0
votes

Hello(my english isn't very well I hope you will understand) , I have a misson to make a compiler, already made the language in the lex and yacc but i'm pretty stuck, our teacher asked from us to build AST tree from the language and print it with pre-order. he gave us example for the text:

function void foo(int x, y, z; real f) {
     if (x>y) {
        x = x + f;
     }
     else {
        y = x + y + z;
        x = f * 2;
        z = f;
     }
}

the output of the AST tree with pre-order should be:

(CODE
     (FUNCTION
     foo
     (ARGS
          (INT x y z)
          (REAL f)
     )
     (TYPE VOID)
     (BODY 
          (IF-ELSE
          (> x y)
          (BLOCK
                (= x 
                     (+ x f)
                )
           )
          (BLOCK
                (= y
                     (+
                         (+ x y) 
                         z
                     )
                )
                (
                     (= x
                         (* f 2)

                     )
                     (= z f)
                )
          )
    )
)

my question is how should I build the tree? I mean which token will go to left which will go to right so I can get the same output ? like

makeTree($1,$2,$3);

         node,left,right

Help please :)

1
Please describe what you've done so far to solve the problem.ik1ne
searched all of the internet, tried to build the tree again by myself with this example, but without success , already 4 days trying to configure thatLiran.B

1 Answers

2
votes

Stephen Johnson wrote a technical paper to accompany yacc about 42 years ago. Have you read it, and do you understand it?

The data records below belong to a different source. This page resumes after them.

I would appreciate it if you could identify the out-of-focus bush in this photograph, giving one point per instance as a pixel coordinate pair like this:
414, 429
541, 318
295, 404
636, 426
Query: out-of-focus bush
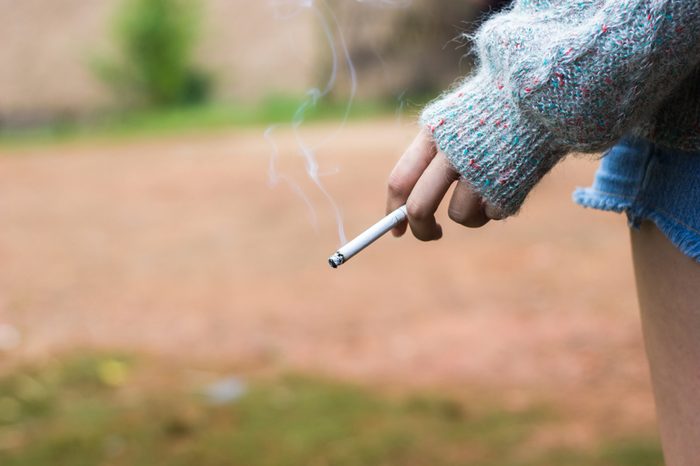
416, 50
154, 61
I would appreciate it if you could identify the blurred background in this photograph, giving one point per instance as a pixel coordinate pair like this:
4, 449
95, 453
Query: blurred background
164, 291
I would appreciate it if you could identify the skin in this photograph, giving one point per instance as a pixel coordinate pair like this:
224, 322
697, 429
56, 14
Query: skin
421, 180
669, 299
667, 284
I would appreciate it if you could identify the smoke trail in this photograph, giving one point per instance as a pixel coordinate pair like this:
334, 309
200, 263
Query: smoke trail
340, 55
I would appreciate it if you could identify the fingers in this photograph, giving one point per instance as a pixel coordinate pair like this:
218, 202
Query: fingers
406, 173
426, 197
466, 207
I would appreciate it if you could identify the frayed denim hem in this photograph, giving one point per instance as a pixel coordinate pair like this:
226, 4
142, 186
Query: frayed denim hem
683, 237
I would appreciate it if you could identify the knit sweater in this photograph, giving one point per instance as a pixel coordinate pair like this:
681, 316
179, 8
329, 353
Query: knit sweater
561, 76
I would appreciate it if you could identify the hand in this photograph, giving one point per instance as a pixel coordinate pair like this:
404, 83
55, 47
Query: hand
420, 180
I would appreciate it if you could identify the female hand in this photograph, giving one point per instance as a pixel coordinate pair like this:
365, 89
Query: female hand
421, 179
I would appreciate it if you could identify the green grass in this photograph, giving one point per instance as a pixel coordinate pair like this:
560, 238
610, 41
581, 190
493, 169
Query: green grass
213, 116
117, 411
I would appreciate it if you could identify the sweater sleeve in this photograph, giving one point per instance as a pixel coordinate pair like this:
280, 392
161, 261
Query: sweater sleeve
557, 77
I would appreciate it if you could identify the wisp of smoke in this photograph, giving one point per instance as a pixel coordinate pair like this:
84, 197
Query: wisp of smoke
340, 55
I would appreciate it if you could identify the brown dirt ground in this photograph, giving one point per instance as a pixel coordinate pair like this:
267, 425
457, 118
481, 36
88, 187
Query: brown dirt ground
179, 248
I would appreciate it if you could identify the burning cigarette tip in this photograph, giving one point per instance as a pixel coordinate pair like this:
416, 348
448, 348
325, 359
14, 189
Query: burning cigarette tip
375, 232
336, 260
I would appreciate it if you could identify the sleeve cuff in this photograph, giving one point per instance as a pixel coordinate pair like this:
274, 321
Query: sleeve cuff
490, 142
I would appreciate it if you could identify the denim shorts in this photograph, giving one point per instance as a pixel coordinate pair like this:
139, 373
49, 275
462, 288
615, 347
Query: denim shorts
649, 182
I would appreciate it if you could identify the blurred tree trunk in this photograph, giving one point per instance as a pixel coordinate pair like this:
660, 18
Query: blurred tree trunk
417, 50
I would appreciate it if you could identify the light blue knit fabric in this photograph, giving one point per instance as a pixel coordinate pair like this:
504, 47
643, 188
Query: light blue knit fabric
561, 76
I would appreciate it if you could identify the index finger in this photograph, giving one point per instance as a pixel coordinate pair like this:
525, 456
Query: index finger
407, 171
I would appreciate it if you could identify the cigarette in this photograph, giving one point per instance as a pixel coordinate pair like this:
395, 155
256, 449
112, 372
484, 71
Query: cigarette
375, 232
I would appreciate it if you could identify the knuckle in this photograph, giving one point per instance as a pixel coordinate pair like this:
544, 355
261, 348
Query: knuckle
416, 211
396, 185
457, 216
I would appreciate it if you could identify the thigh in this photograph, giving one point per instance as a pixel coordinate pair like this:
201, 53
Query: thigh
668, 284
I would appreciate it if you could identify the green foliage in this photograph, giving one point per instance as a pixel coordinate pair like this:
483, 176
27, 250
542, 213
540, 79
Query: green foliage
188, 119
155, 63
109, 410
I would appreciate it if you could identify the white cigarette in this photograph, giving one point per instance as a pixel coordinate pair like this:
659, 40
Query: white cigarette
375, 232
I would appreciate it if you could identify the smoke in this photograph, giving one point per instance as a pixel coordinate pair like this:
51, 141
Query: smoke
340, 60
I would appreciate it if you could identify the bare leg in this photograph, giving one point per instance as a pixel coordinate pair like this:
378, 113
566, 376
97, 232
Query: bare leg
668, 284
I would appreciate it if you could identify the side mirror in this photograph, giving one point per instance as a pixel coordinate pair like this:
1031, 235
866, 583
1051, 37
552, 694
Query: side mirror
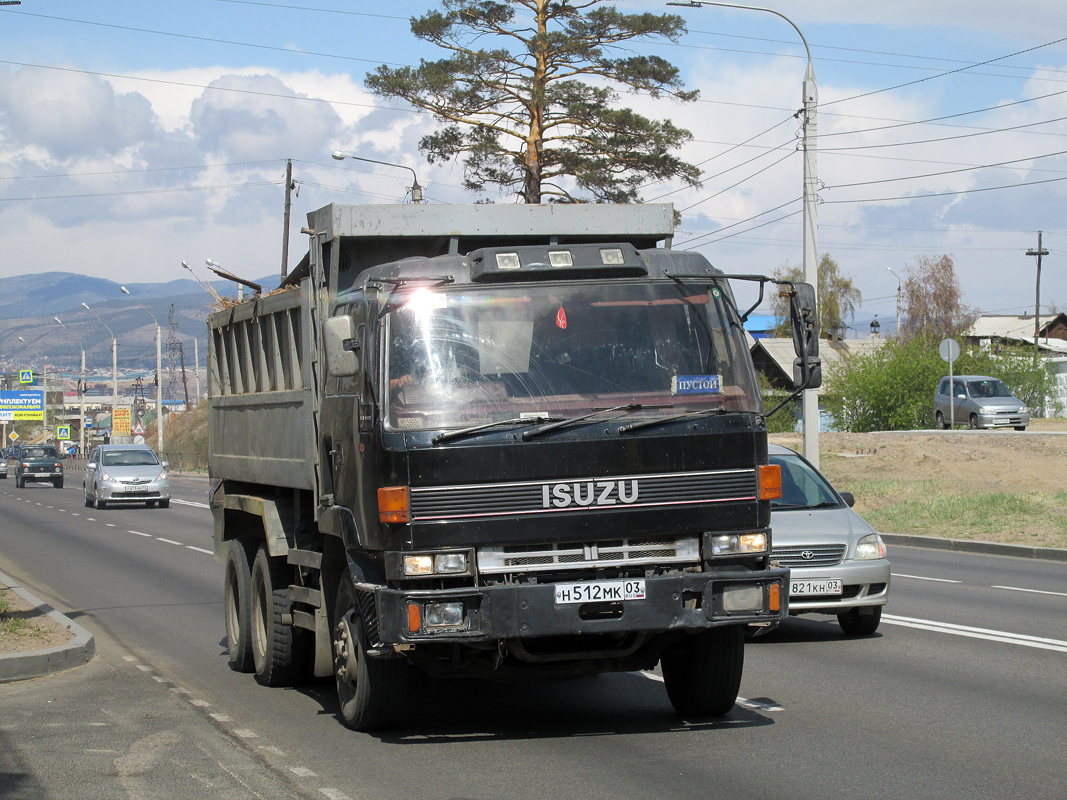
803, 320
338, 334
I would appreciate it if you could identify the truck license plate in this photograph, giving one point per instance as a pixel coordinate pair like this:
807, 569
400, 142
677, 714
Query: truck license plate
600, 591
815, 587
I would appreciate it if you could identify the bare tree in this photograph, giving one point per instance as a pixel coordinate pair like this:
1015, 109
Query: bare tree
933, 301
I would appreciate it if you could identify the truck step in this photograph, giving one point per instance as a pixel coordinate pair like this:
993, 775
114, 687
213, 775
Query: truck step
305, 558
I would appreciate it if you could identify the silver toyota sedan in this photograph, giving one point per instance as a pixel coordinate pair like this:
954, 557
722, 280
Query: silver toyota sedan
126, 474
837, 561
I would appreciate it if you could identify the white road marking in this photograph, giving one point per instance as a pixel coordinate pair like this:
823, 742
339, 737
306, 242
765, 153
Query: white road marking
1032, 591
992, 636
921, 577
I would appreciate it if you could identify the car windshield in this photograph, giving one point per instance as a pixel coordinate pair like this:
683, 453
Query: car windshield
128, 458
467, 356
40, 452
988, 388
801, 485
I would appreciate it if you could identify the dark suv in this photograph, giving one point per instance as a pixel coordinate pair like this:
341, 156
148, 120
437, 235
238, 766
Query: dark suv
38, 463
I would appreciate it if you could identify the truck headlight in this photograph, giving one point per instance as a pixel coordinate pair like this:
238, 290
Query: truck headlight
735, 544
870, 547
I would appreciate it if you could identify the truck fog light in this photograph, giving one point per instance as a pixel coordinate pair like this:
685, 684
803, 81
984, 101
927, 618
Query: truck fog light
449, 562
723, 544
444, 614
743, 598
752, 542
418, 564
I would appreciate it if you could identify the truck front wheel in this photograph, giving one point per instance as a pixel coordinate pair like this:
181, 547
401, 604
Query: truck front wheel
702, 675
237, 595
370, 691
275, 650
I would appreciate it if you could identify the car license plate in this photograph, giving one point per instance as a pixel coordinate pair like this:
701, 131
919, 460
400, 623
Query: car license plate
819, 586
600, 591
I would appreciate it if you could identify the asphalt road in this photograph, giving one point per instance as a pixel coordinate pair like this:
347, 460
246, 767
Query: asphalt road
961, 693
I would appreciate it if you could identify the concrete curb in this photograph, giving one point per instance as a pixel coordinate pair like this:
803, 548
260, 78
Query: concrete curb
21, 666
985, 548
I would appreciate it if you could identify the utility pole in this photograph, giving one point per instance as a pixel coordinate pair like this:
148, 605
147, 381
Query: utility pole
285, 224
1037, 298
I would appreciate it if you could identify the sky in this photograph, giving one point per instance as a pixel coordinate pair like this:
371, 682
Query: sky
134, 136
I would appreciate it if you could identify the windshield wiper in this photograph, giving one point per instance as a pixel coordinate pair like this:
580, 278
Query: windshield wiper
595, 413
498, 424
665, 420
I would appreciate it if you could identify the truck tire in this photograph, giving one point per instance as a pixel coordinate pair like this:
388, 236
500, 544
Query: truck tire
275, 650
370, 691
703, 675
856, 624
237, 598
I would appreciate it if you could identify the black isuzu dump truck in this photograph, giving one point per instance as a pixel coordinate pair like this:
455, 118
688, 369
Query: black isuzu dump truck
505, 442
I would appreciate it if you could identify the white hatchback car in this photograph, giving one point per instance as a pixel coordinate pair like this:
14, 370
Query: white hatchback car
126, 474
837, 561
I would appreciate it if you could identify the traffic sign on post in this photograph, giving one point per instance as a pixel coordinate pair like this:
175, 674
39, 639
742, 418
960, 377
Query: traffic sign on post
950, 352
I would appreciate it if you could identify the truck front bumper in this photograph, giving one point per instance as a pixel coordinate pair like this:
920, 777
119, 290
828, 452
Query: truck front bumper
682, 602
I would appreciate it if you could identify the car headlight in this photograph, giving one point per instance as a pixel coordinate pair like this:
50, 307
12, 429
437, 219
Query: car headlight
734, 544
870, 547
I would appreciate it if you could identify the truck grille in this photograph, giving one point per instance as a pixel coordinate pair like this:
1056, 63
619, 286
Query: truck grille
818, 555
618, 553
582, 495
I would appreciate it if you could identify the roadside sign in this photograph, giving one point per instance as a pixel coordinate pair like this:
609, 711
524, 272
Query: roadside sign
949, 350
121, 422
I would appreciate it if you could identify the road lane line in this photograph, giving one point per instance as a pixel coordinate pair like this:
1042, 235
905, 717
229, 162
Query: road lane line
986, 634
921, 577
1032, 591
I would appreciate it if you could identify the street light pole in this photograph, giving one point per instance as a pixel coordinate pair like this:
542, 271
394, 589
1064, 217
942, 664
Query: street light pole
897, 300
114, 367
416, 190
809, 127
159, 376
81, 390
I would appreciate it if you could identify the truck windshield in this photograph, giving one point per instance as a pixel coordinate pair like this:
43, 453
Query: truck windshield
461, 356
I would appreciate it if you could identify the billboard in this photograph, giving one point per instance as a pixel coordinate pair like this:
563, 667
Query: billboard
121, 421
16, 405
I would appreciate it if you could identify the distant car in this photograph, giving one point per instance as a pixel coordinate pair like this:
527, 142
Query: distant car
837, 561
38, 463
125, 474
980, 401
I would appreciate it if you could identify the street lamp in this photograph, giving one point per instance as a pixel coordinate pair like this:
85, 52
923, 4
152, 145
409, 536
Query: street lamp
81, 389
897, 300
159, 376
416, 190
809, 127
44, 381
114, 366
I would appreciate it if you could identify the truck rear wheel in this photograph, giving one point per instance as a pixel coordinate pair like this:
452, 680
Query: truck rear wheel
370, 691
275, 648
703, 675
237, 596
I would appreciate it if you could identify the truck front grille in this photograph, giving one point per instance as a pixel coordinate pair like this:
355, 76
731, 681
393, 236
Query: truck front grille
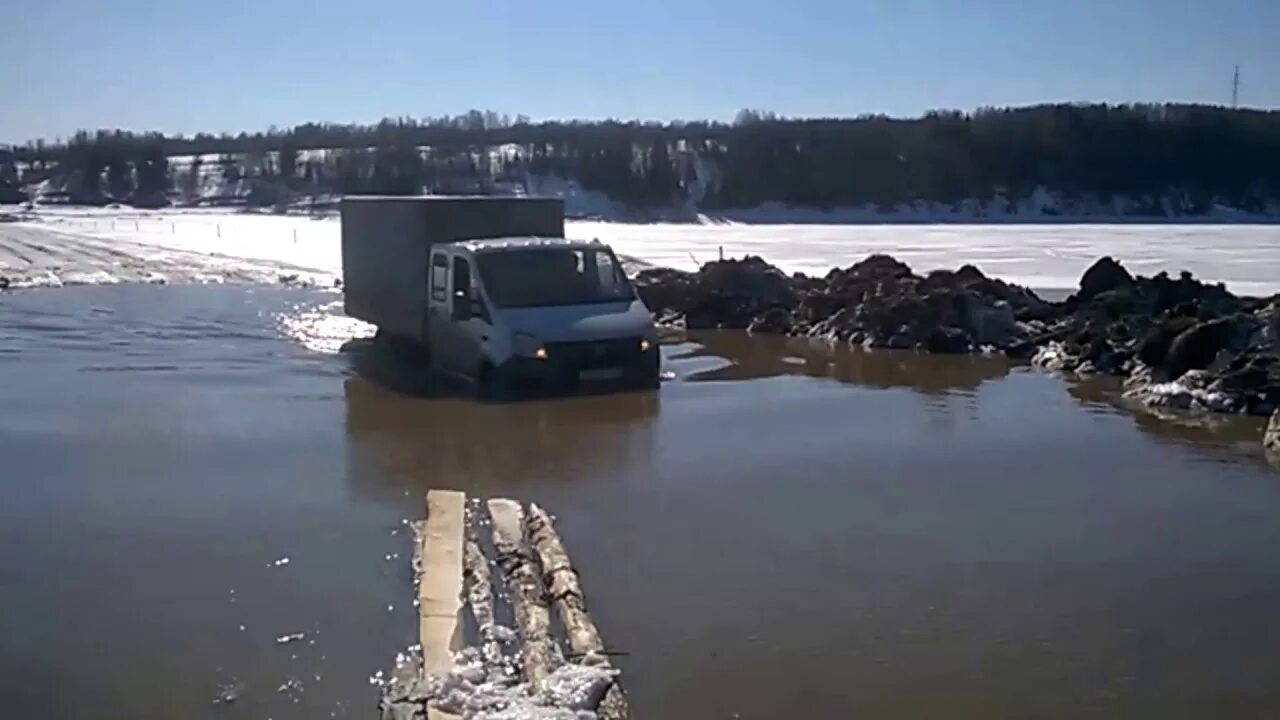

If yes, a syntax rule like:

expr   :   expr '+' expr      { $$ = node( '+', $1, $3 ); } 

node is effectively creating an abstract syntax tree node; and each reduction performed by yacc is the opportunity to build this tree from the bottom up. That is the most important thing to know about yacc; it builds from the bottom up, and you need to construct your data structures likewise.

When the parse is complete ( for whatever version of complete your grammar yields ), the resultant value ($$) is the root of your syntax tree.

followup You might want to devise a node data structure something like this:

typedef struct Node Node;
typedef struct NodeList NodeList;
struct NodeList {
     int Num;
     Node *List;
};
struct Node {
      int Type;
      union {
          unsigned u; unsigned long ul; char *s, ... ;
          Variable *var;
          Node *Expression;
          NodeList *List;
      } Operands[3];
};

With this you could devise a node of type '+', which defined 2 Operands, corresponding to the Left and Right sides of the '+' opcode. You could also have a node of type IF, which had three operands:

  1. a conditional Expression
  2. a List of Nodes to perform if the conditional was true
  3. a List of Nodes to perform if the conditional was false.

You could have a node of type Func, which had three operands:

  1. A Type of return value.
  2. A List of arguments.
  3. A List of Nodes comprising the body of the function

I would give more examples but formatting lists with this UI is as much fun as kicking a whale down a beach.